Quant à Mahamoud Dicko, il a prévenu que partout où les brimades et les injustices deviennent le quotidien de la population, il n’y aura jamais de paix, encore moins de progrès. Le président du Haut conseil islamique a dénoncé aussi la gestion du ministère du Culte et des Affaires religieuses, expliquant que depuis la création de ce département, il n’y a jamais eu de réunions pour fixer les domaines de compétence des différents partenaires. Les missions du département sont méconnues de ses partenaires qui ne savent pas non plus les limites de leurs propres compétences.
« Au moment où l’islam fait l’objet d’un enjeu au plan international, il est dommage qu’au Mali, on reste les bras croisés pour subir les événements. C’est pourquoi, le Haut conseil islamique a réfléchi sur le positionnement de notre pays sur la question. Des propositions ont été faites dans ce sens et soumis au département de tutelle, ainsi qu’au ministère de la Réconciliation nationale.
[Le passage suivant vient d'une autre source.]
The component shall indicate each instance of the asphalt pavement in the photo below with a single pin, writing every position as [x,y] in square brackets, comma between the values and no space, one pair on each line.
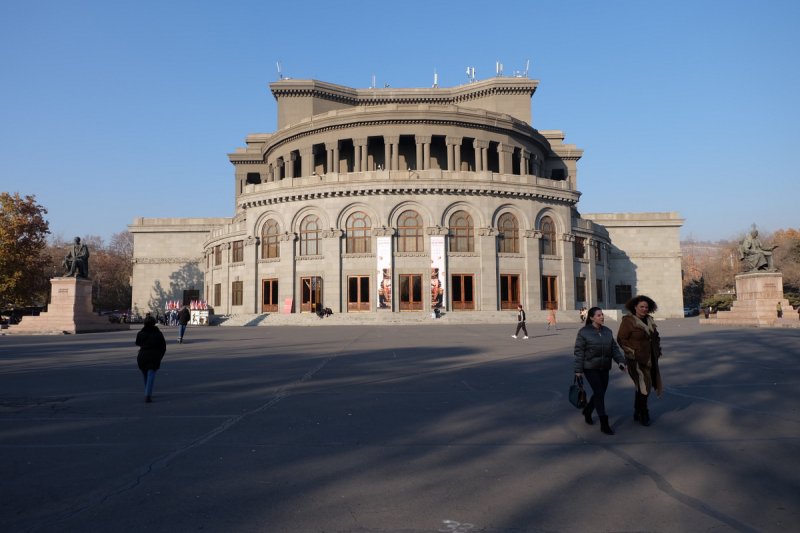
[408,428]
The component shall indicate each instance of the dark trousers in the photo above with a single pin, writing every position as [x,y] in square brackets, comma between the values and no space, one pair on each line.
[598,381]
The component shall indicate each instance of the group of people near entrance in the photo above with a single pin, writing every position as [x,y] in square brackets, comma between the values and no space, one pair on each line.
[595,349]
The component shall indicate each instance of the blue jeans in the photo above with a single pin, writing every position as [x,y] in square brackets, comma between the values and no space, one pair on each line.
[149,380]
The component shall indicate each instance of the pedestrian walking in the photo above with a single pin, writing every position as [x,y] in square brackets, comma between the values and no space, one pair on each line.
[521,322]
[152,347]
[551,319]
[594,350]
[183,320]
[638,337]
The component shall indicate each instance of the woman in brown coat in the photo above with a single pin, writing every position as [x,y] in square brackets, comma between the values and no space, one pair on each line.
[638,338]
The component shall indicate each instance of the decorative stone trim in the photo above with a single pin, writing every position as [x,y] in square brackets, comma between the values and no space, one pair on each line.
[383,232]
[437,230]
[165,260]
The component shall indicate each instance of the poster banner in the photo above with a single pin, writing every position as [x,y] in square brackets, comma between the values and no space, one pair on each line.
[438,275]
[384,277]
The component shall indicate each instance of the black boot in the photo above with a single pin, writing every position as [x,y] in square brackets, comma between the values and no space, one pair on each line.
[587,412]
[644,414]
[604,427]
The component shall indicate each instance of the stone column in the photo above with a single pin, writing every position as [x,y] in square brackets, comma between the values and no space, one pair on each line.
[481,148]
[567,271]
[251,289]
[394,141]
[306,161]
[487,248]
[330,149]
[505,153]
[524,161]
[332,283]
[288,278]
[533,269]
[288,164]
[425,140]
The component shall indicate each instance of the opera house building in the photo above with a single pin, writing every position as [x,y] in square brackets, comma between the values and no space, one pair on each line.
[387,200]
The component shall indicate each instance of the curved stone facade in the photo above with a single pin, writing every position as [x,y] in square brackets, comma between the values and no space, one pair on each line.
[390,200]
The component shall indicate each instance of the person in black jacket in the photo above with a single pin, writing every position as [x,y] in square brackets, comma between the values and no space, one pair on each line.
[152,347]
[183,320]
[595,347]
[521,323]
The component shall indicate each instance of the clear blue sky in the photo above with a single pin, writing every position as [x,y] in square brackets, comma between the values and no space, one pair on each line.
[112,110]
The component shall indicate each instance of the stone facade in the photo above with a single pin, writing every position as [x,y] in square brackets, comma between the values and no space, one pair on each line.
[390,200]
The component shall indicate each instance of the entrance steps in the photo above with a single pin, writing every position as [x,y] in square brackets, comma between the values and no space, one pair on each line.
[389,318]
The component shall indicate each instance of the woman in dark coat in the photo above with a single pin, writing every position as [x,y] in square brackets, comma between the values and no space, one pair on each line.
[594,350]
[152,347]
[638,337]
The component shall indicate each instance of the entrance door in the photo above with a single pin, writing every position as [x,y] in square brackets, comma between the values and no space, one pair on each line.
[269,291]
[358,293]
[461,291]
[411,292]
[509,291]
[549,292]
[311,298]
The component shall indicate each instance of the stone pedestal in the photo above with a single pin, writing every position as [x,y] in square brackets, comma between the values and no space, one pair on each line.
[757,297]
[69,311]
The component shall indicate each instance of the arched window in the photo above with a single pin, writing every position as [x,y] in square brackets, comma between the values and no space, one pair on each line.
[358,233]
[509,231]
[309,235]
[269,240]
[462,232]
[548,230]
[409,232]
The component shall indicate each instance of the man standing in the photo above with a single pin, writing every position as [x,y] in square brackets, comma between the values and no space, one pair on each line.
[183,319]
[520,322]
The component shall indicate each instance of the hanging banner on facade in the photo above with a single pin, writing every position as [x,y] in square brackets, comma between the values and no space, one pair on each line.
[437,271]
[384,277]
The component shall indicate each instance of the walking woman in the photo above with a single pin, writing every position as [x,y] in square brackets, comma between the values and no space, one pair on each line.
[152,347]
[594,350]
[638,337]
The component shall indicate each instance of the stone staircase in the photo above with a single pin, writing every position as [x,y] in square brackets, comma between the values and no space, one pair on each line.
[388,318]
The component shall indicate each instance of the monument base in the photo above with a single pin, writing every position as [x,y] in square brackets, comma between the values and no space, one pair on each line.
[757,297]
[69,311]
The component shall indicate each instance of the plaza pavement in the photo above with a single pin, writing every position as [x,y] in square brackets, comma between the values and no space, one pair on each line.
[415,428]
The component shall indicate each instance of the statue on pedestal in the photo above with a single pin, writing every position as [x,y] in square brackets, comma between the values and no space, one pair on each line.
[754,256]
[76,262]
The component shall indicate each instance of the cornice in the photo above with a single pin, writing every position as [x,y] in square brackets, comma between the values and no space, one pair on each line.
[451,189]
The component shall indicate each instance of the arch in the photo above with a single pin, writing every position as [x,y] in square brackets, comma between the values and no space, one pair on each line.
[270,239]
[462,232]
[310,234]
[548,240]
[508,228]
[410,232]
[358,231]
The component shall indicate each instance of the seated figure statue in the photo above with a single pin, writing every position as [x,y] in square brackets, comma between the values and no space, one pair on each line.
[753,255]
[76,262]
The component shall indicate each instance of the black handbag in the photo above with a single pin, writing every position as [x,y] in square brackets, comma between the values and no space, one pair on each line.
[577,396]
Mais jusqu’ici, le document est resté sans suite », a regretté Mahamoud Dicko qui s’est dit inquiet du climat de suspicion actuel dans notre pays au sujet de la question de l’islam. Il a préconisé une union sacrée pour faire face à l’ennemi car, selon lui, la barbarie actuelle dans le monde au nom de l’Islam n’est nullement recommandée par cette religion. Qui est une religion de paix et d’amour.
Tout en se réjouissant de la signature de l’Accord de paix, les leaders chrétiens (catholiques et protestants) ont formulé des prières pour sa consolidation et la stabilité du pays. Dr Youssouf Dembélé est revenu sur le phénomène de la corruption qui, regrettera-t-il, a encore de beaux jours devant elle. Selon lui, les 153 milliards de Fcfa de manque à gagner révélés cette année par le Vérificateur général, pouvaient servir à étoffer les infrastructures socio-économiques au grand bonheur de nos compatriotes. Le leader religieux a invité les pouvoirs publics à s’investir davantage pour une meilleure gestion des affaires publiques.